Pour déclencher des réformes, elle a cherché à influencer les élites mondiales au Forum économique mondial de Davos, dans les Alpes suisses, lourdement armées de preuves et d’arguments. Cela suscite une réflexion sur une autre caractéristique de leadership qu’elle juge essentielle : l’authenticité.

« J’entrais dans une pièce avec 30 à 40 hommes en costumes noirs et gris et quelques femmes d’affaires en petits costumes noirs », dit-elle. « Dans mon pays, nous portons du vert, du jaune et du rouge. La valeur par défaut est de se fondre et d’être moins menaçant. Mais pourquoi être un peu différent ? Je surmonterais ma peur et transmettrais mon message de la manière la plus nette. C’est puissant d’être différent. Je n’hésite jamais à être moi-même.

La dernière partie de son mandat à Oxfam a été éclipsée par des allégations d’abus sexuels et d’exploitation par le personnel de première ligne, y compris après le tremblement de terre en Haïti – bien que supervisé depuis son bureau britannique et largement antérieur à son mandat.

L’organisme de bienfaisance a été critiqué pour sa lenteur de réponse une fois que les allégations ont été révélées. Mais Byanyima dit qu’elle a persuadé son conseil d’administration de nommer une commission externe pour examiner ce qui n’a pas fonctionné, faire des recommandations, les partager publiquement et les mettre en œuvre.

Puis, en 2019, elle a remporté la course à la direction de l’UNAids, qui était également sous pression pour se réformer à la suite d’allégations de harcèlement du personnel.

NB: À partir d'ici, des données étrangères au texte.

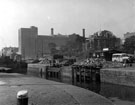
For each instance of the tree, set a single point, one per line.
(129, 45)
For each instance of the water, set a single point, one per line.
(115, 93)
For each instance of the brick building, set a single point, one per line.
(32, 45)
(103, 39)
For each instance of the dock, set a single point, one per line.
(45, 92)
(5, 70)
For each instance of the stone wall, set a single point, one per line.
(66, 74)
(118, 76)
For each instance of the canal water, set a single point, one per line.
(118, 94)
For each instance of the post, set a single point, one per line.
(84, 69)
(80, 75)
(22, 97)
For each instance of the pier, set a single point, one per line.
(45, 92)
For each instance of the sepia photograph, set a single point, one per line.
(67, 52)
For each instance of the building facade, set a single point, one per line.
(32, 45)
(103, 40)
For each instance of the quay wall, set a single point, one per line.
(119, 76)
(36, 69)
(66, 74)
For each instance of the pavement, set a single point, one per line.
(45, 92)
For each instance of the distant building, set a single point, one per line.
(7, 51)
(103, 40)
(128, 34)
(32, 45)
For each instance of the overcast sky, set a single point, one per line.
(65, 16)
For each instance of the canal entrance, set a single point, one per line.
(110, 91)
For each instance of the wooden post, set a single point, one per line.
(22, 97)
(80, 75)
(84, 69)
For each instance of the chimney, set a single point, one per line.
(52, 33)
(83, 30)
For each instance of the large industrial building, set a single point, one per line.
(32, 45)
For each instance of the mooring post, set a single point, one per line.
(46, 72)
(80, 74)
(22, 97)
(84, 69)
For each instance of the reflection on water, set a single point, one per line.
(105, 89)
(119, 91)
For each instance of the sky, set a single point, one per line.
(65, 16)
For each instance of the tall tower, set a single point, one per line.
(28, 42)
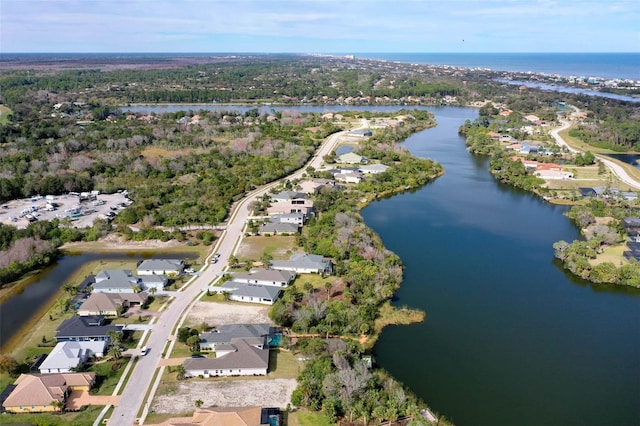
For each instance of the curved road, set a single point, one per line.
(135, 390)
(615, 168)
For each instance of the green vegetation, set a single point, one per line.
(579, 256)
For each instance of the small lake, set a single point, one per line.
(37, 292)
(509, 337)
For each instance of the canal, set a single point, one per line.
(35, 294)
(509, 338)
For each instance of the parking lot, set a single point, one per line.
(81, 208)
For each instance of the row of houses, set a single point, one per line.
(34, 393)
(264, 286)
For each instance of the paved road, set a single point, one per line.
(615, 168)
(134, 392)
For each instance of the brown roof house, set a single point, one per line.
(108, 303)
(45, 393)
(228, 416)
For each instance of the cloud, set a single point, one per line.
(309, 25)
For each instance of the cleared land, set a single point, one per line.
(214, 313)
(227, 393)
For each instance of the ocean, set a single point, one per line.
(609, 66)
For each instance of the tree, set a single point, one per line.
(115, 352)
(115, 337)
(194, 343)
(8, 364)
(328, 286)
(57, 405)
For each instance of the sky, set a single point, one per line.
(319, 26)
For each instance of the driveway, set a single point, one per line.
(78, 399)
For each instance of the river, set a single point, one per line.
(35, 294)
(509, 338)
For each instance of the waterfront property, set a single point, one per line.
(108, 304)
(241, 357)
(270, 277)
(303, 263)
(123, 281)
(161, 267)
(249, 293)
(45, 393)
(68, 355)
(87, 328)
(233, 416)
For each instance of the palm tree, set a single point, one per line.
(115, 337)
(58, 405)
(115, 353)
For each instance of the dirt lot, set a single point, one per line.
(227, 313)
(226, 393)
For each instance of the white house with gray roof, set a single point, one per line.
(249, 293)
(223, 335)
(262, 276)
(303, 263)
(68, 355)
(278, 228)
(123, 281)
(373, 169)
(241, 357)
(161, 267)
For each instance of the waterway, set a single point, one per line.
(509, 338)
(36, 293)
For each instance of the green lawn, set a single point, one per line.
(4, 114)
(307, 418)
(278, 247)
(283, 364)
(80, 418)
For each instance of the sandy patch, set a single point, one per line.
(227, 393)
(216, 314)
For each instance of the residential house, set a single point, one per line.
(347, 176)
(161, 267)
(242, 357)
(249, 293)
(123, 281)
(351, 158)
(360, 133)
(315, 185)
(68, 355)
(45, 393)
(285, 196)
(107, 304)
(270, 277)
(298, 205)
(549, 174)
(292, 218)
(373, 169)
(82, 329)
(223, 335)
(229, 416)
(278, 228)
(303, 263)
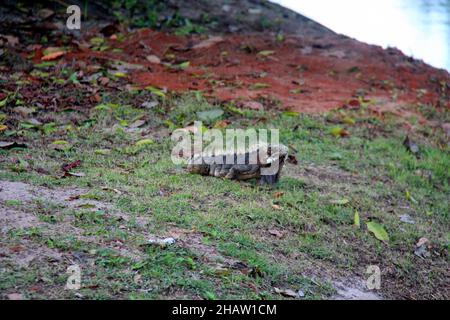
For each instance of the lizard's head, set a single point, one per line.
(277, 155)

Elle a souligné son expérience dans la gestion des crises de gestion et la nécessité de se concentrer sur les campagnes et le travail avec les groupes communautaires.

Elle s’est également inspirée de ses expériences du VIH, qui a dévasté l’Ouganda. La maladie a tué son frère, qui, selon elle, est finalement décédé non pas du manque de traitement mais de la stigmatisation, qui l’avait dissuadé de se rendre régulièrement dans une clinique.

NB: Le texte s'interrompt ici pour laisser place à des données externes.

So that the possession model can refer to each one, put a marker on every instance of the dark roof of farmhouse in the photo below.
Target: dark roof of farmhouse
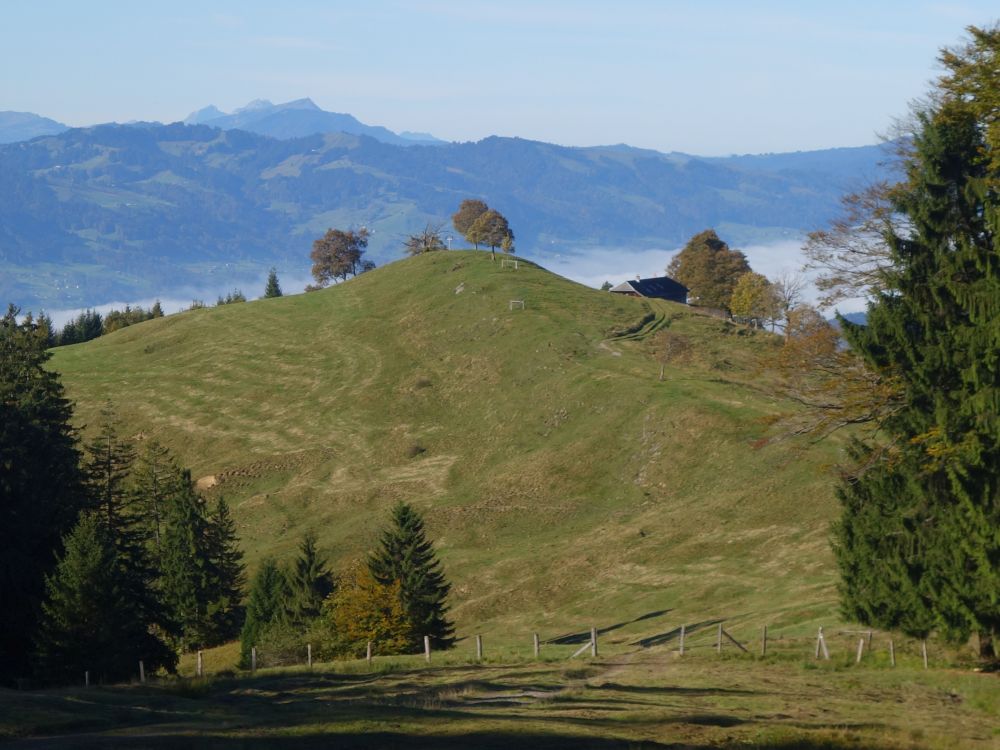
(662, 287)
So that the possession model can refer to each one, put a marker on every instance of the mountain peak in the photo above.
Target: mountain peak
(254, 106)
(203, 115)
(306, 103)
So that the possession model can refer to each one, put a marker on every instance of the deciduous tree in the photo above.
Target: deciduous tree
(429, 240)
(709, 269)
(338, 254)
(469, 210)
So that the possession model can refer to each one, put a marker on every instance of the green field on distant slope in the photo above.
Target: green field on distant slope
(563, 483)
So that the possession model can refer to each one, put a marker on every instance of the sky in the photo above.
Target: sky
(713, 77)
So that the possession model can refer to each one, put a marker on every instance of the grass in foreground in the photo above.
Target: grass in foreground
(645, 699)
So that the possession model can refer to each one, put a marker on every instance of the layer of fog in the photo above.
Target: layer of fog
(589, 266)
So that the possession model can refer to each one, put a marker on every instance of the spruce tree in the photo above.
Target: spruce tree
(407, 556)
(272, 289)
(41, 487)
(923, 518)
(185, 567)
(91, 622)
(309, 583)
(228, 576)
(266, 607)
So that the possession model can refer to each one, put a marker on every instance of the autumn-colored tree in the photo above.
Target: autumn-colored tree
(709, 269)
(429, 240)
(469, 210)
(754, 300)
(815, 370)
(338, 254)
(362, 609)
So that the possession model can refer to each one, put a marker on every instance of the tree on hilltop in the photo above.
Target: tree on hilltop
(491, 228)
(272, 288)
(429, 240)
(709, 269)
(469, 210)
(338, 254)
(754, 299)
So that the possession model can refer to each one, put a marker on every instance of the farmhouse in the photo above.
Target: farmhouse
(660, 287)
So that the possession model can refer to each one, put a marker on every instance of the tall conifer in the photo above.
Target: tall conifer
(407, 556)
(918, 542)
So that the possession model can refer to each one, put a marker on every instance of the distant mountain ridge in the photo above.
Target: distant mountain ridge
(298, 119)
(112, 212)
(23, 126)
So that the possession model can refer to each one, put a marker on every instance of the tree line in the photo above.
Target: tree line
(392, 598)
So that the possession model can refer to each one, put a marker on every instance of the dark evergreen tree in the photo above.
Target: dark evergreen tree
(266, 607)
(407, 556)
(108, 465)
(186, 575)
(41, 487)
(924, 518)
(709, 268)
(91, 622)
(272, 289)
(228, 576)
(309, 583)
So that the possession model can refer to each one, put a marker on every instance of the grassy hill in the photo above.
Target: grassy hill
(563, 483)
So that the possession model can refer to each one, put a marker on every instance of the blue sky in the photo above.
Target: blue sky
(710, 77)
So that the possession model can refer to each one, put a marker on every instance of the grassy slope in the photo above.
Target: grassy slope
(562, 482)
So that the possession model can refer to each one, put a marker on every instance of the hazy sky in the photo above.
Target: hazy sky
(709, 77)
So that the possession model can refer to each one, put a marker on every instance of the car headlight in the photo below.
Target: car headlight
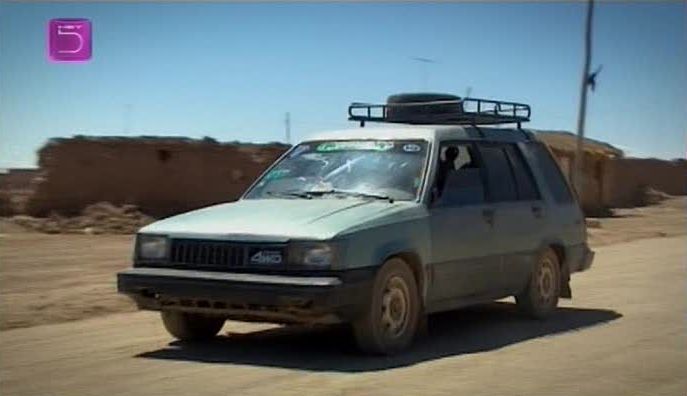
(313, 255)
(152, 247)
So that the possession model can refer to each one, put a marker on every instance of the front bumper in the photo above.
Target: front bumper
(259, 297)
(587, 259)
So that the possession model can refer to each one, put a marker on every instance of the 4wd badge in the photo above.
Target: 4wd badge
(264, 257)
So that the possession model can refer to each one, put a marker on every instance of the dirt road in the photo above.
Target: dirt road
(623, 334)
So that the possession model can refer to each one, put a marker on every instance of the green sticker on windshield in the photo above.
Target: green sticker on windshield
(355, 145)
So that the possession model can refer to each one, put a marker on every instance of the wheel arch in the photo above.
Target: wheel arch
(561, 253)
(414, 261)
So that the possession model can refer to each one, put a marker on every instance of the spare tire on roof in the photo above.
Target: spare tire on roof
(421, 112)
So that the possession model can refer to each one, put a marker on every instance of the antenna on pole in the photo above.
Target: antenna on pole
(468, 91)
(424, 62)
(127, 118)
(579, 152)
(287, 126)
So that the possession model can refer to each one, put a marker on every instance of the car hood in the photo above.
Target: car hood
(279, 220)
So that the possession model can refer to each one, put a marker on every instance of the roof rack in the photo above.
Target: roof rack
(462, 111)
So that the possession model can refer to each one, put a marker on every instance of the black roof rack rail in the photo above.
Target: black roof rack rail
(462, 111)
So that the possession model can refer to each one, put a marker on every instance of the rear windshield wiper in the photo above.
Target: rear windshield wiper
(351, 193)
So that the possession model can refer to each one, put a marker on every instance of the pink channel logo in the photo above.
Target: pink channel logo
(69, 40)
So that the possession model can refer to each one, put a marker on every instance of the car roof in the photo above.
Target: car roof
(429, 133)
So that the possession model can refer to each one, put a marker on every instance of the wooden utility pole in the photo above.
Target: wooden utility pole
(579, 152)
(287, 127)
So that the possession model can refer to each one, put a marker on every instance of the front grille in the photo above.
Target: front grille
(207, 253)
(225, 254)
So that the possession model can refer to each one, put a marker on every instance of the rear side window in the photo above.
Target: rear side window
(527, 188)
(553, 177)
(458, 178)
(499, 176)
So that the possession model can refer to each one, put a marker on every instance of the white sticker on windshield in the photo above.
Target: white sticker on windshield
(411, 148)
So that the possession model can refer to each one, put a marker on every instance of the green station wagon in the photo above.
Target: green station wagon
(376, 227)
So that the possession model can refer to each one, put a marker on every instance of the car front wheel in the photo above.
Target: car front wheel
(390, 322)
(191, 326)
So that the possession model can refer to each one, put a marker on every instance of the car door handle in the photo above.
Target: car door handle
(537, 211)
(488, 215)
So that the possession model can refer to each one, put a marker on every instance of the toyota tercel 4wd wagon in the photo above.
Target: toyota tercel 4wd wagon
(376, 227)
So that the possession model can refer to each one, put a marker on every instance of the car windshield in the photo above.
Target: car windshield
(380, 169)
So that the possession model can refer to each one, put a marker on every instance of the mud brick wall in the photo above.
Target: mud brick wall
(162, 176)
(629, 176)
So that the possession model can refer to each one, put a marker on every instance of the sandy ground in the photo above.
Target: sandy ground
(56, 278)
(622, 334)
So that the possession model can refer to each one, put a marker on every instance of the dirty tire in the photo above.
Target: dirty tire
(540, 297)
(390, 322)
(190, 326)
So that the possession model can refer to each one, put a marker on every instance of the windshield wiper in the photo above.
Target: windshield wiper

Quatre décennies après que le sida a été identifié pour la première fois et continue de tuer jusqu’à 1 million de personnes par an, elle se concentre sur l’activisme communautaire pour mener la riposte et mobiliser les gouvernements pour introduire des politiques plus éclairées.

Certains soutiennent que des agences comme Oxfam et UNAids ont besoin de programmes techniques solides pour fournir des services ainsi que d’un activisme communautaire et de campagnes. Pour Byanyima, s’appuyant sur ses propres compétences, la priorité est sur ces dernières.

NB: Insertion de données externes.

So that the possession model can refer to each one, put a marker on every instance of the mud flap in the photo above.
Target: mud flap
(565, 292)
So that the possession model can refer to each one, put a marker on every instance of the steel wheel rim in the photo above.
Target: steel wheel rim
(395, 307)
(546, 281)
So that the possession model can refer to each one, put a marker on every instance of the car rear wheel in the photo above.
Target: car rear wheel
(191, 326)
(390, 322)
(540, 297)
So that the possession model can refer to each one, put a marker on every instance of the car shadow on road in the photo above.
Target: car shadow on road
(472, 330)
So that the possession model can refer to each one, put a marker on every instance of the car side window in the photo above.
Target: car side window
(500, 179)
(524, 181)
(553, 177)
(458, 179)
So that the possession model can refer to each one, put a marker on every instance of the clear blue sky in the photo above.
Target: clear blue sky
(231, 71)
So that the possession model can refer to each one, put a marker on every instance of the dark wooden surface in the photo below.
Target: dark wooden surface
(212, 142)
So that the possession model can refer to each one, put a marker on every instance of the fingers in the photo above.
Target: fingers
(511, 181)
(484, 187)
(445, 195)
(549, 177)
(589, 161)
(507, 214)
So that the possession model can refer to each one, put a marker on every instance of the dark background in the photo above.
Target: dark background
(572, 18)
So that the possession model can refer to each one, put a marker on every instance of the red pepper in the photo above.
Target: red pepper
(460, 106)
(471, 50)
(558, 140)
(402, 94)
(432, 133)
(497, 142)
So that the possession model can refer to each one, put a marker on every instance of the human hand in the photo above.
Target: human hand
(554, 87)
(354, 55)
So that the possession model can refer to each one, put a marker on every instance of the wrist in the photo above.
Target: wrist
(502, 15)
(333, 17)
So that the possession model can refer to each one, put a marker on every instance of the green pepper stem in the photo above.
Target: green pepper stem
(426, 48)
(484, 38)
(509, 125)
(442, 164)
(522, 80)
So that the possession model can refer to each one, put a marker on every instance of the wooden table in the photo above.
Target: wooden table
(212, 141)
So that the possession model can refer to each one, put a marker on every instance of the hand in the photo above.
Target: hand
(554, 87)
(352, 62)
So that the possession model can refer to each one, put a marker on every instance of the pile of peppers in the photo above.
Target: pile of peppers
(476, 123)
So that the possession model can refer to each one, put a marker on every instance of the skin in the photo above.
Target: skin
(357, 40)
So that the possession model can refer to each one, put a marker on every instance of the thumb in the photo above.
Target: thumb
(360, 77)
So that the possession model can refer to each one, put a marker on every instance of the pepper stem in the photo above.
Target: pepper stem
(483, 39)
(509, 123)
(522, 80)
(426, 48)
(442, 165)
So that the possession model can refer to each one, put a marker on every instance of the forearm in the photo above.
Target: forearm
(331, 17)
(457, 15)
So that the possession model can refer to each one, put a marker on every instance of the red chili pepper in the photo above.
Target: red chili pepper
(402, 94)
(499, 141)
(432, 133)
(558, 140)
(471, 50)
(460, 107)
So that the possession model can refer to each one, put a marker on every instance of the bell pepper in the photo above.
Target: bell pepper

Réfléchissant à sa propre approche de gestion, Byanyima déclare : « Vous attaquez le pouvoir de front, analysez qui l’a, construisez des structures où il est plus partagé et où une voix est donnée à chacun. C’est une sorte de leadership de service, où vous vous mettez peut-être à l’arrière afin de laisser les autres diriger, et vous vous voyez comme un facilitateur des autres.

Trois questions à Winnie Byanyima

Qui est votre héros de leadership?

Michelle Bachelet. Elle a des valeurs, se soucie de la justice sociale et est féministe. Elle a été victime d’une dictature brutale qui a transformé sa douleur en service public ; un médecin qui a servi dans le système de santé publique et a étudié la stratégie militaire pour comprendre l’esprit de ceux qui avaient tué son père. Elle a été présidente du Chili, a combattu les inégalités, a été une championne de la réduction des inégalités en Amérique latine et a réformé les systèmes d’éducation et de santé. Au moment de quitter le pouvoir, elle a respecté la constitution. Elle mène une vie simple et son style de leadership est humble. C’est le genre de leader que je respecte.

Quelle est la première leçon de leadership que vous avez apprise ?

Mon père a toujours insisté sur le fait que vous devez défendre ce qui est juste et en payer le prix s’il le faut. Ne suivez pas ce que tout le monde fait. Il ne s’agit pas d’être populaire, il s’agit de valeurs et de faire ce qui est juste.

Si vous n’étiez pas PDG/leader, que seriez-vous ?

J’aime le jardinage et l’organisation communautaire, travaillant surtout avec les jeunes ayant des difficultés d’apprentissage.